Doctor of Philosophy (PhD)

Department

English

First Advisor

Bennett A. Rafoth, Ed.D.

Second Advisor

Nancy Hayward, Ph.D.

Third Advisor

Elaine Richardson, Ph.D.

Abstract

This empirical study explores the non-academic or out of school literacy and literacies practices of 10 undergraduate women of African descent, ages 18-24, to help better understand how they view themselves as literate beings in the 21st century. Through the lens of Afrafeminist ideology, studies related to power, language and identity, women’s literacy, and Black women’s literacy, this study examines how these women use literacy as a social practice in their everyday lives to make meaning of the world around them. The primary methods of data collection included in-depth interviews, written statements on the value of literacy, written statements on early literacy practices, and artifacts. Analysis of the data led to the following findings: participants see themselves as strong, intelligent women who are empowered by literacy/literacies; participants view literacy as a legacy to be obtained and passed on to future generations; participants view literacy as a vehicle to opportunity and success; participants engage in non-academic literacy practices on a regular basis; some participants do non-academic writing on a daily basis.
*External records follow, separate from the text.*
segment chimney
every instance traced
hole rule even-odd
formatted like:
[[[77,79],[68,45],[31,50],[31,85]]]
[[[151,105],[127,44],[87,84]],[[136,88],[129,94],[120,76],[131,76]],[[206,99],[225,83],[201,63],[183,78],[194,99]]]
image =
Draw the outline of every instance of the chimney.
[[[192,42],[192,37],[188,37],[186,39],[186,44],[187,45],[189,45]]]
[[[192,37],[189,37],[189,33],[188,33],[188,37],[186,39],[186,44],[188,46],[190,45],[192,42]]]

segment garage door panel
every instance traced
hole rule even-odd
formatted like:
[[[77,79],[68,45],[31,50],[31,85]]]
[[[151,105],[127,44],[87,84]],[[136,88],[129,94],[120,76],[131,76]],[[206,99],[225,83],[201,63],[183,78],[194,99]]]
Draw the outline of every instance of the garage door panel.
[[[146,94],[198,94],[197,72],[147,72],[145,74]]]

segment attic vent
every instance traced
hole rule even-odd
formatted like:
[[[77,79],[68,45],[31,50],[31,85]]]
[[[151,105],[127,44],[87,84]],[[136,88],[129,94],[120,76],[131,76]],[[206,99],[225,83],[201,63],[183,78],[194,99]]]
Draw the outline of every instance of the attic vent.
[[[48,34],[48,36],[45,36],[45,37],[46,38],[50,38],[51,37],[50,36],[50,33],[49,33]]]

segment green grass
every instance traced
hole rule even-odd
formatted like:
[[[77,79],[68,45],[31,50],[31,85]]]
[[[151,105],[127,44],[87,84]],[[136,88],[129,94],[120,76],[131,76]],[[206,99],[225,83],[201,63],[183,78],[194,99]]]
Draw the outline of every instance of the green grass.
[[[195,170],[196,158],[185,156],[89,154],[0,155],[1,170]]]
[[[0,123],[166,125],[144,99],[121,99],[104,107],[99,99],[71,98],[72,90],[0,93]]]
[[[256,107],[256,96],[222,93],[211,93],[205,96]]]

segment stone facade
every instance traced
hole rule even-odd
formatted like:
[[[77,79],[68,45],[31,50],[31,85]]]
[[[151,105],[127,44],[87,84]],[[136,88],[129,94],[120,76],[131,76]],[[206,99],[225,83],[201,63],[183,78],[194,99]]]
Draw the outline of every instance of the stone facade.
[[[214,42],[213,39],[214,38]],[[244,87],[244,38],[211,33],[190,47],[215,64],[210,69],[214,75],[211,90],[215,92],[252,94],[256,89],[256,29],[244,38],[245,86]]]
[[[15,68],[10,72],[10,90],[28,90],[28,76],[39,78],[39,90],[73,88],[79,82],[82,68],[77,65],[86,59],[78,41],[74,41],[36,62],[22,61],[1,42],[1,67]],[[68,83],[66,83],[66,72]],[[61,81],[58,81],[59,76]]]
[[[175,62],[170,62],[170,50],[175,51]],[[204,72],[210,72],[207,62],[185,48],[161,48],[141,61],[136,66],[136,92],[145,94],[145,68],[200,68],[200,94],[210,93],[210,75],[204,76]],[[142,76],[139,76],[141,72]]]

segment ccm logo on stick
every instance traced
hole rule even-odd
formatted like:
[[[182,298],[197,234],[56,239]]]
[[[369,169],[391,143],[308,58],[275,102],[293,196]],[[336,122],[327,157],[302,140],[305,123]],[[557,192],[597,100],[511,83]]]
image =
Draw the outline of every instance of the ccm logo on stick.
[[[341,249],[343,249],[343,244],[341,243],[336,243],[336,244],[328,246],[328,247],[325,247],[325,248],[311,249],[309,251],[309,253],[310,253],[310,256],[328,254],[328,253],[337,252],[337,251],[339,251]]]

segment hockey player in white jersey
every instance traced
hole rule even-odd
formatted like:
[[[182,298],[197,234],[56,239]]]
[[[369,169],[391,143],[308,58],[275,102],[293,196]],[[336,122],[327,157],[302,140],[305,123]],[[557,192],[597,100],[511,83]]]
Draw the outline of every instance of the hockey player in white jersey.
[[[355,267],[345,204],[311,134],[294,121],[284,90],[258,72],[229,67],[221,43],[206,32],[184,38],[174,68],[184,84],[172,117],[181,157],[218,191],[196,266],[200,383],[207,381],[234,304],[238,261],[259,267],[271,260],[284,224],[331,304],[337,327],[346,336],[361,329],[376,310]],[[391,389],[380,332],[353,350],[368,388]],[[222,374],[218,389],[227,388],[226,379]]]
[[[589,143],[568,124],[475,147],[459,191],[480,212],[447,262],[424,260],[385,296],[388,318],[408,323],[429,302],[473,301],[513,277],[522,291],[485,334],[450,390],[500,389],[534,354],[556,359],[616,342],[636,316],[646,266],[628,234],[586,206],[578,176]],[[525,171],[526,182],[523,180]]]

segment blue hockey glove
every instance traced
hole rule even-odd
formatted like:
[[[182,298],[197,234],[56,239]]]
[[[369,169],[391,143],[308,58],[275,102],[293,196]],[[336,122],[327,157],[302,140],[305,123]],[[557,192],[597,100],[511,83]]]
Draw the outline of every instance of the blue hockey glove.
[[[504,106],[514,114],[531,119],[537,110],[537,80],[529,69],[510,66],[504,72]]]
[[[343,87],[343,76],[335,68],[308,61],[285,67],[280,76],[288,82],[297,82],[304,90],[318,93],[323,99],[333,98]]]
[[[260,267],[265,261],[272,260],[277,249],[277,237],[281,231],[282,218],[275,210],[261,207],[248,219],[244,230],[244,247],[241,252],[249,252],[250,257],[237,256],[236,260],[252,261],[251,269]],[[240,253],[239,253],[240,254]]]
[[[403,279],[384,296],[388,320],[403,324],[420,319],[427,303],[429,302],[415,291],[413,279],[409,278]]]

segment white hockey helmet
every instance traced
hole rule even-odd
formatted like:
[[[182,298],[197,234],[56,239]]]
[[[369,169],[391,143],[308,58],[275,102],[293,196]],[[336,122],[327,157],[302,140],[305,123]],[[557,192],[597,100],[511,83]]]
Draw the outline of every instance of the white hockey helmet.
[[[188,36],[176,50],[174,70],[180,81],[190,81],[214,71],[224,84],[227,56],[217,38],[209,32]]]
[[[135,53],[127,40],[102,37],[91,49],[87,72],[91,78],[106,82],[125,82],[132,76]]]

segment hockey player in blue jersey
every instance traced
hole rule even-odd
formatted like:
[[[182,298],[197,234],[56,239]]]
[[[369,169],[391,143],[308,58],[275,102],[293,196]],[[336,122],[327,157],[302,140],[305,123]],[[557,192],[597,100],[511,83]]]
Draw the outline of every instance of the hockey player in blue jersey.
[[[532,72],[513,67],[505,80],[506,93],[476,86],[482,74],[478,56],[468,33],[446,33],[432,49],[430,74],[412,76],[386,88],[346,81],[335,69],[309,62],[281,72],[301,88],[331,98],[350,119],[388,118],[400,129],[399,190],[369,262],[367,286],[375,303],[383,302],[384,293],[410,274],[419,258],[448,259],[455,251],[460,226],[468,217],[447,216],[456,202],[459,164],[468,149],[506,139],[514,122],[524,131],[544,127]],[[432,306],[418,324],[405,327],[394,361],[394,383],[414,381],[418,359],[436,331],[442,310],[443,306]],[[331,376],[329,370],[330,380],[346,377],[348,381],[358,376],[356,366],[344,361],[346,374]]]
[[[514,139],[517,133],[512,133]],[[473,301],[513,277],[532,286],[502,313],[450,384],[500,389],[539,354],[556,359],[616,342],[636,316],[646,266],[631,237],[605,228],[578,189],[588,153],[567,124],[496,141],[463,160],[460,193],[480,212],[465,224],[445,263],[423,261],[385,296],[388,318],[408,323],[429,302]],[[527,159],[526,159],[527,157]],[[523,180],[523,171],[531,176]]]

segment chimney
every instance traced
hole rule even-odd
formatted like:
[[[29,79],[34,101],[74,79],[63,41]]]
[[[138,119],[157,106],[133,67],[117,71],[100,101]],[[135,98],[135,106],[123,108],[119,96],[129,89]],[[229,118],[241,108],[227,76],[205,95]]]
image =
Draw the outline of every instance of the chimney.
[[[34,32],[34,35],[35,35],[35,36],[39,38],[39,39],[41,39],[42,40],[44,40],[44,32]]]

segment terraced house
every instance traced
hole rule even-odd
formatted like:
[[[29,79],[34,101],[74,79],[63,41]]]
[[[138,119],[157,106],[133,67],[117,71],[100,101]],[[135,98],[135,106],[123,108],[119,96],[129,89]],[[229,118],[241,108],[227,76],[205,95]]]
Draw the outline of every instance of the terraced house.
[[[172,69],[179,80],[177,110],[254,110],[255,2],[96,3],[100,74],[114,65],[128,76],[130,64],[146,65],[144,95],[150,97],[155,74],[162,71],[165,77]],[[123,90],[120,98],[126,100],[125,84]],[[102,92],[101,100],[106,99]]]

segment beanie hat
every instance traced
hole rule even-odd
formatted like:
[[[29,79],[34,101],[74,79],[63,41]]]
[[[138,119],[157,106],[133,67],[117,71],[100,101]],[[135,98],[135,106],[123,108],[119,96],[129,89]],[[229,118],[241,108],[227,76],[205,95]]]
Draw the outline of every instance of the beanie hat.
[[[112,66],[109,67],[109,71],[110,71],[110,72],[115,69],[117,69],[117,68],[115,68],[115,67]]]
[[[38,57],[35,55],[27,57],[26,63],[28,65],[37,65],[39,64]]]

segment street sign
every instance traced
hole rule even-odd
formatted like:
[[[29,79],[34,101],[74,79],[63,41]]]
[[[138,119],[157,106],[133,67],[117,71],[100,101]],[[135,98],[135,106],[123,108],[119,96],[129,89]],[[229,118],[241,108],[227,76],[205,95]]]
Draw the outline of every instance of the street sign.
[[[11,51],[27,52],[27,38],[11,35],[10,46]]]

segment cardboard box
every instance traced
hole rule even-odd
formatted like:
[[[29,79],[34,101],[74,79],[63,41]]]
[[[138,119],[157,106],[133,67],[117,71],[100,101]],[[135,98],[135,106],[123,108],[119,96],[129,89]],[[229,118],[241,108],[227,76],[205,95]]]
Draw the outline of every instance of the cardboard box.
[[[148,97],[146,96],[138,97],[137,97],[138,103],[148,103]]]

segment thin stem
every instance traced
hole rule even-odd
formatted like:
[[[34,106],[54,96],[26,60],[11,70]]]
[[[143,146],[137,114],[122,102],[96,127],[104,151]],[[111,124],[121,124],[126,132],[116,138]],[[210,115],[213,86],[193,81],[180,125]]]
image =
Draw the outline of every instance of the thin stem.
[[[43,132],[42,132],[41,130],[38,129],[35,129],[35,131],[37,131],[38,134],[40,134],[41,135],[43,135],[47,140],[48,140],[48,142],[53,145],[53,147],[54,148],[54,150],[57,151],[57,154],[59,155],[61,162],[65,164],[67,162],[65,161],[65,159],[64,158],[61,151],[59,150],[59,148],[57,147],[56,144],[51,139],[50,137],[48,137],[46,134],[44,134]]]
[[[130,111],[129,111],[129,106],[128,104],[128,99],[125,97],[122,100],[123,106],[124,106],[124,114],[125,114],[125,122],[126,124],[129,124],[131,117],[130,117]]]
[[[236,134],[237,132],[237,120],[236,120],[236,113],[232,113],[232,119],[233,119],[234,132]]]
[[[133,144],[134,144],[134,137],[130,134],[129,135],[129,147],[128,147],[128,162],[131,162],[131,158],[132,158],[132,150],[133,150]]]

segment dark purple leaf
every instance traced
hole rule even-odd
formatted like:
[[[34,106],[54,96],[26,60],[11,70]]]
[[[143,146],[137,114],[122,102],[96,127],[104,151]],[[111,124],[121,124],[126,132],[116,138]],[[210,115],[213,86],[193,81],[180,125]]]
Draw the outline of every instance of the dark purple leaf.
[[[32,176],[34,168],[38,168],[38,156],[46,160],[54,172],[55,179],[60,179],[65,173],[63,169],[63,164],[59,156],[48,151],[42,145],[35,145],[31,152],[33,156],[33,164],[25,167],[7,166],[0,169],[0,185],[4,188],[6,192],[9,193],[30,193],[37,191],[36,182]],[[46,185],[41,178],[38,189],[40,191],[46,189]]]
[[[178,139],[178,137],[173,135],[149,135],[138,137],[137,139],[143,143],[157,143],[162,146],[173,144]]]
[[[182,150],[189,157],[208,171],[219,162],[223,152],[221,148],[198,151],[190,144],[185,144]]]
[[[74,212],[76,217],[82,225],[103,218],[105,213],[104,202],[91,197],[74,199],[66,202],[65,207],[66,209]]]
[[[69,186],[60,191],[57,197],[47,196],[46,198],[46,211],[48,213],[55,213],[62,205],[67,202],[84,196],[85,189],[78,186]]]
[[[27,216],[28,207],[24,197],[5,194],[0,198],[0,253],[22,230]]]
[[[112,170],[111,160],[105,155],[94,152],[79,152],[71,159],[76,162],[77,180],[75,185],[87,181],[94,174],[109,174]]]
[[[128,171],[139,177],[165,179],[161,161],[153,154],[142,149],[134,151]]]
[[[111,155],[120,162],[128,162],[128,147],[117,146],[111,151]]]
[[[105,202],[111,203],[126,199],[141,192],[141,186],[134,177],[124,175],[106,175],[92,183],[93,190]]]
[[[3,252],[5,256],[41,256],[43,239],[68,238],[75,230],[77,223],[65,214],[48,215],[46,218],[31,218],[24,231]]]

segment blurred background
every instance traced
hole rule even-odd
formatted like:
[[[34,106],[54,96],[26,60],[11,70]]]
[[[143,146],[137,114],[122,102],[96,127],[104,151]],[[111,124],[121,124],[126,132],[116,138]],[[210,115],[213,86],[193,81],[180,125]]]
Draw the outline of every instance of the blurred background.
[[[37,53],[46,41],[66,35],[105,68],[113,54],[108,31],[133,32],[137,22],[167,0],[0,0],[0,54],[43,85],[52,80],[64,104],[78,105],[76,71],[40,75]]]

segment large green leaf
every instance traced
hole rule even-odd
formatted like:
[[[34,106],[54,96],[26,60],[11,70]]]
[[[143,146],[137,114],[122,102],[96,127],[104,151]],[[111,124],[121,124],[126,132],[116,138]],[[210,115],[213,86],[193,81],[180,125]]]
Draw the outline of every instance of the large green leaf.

As women of African descent from various part of the Diaspora, the participants are aware of racial bias and the effects of double consciousness or multiple consciousness, which includes the intersection of culture, class, gender and location, on their lives. They however, exercise agency and authority, and do not allow these conflicting notions to confine them. These findings suggest that American society, the higher education community, and particularly English Studies professionals should be sensitive to the needs and culture of members of this historically marginalized group, who in this moment in time, when the U. S. has a Black President, still view themselves as “outsiders.”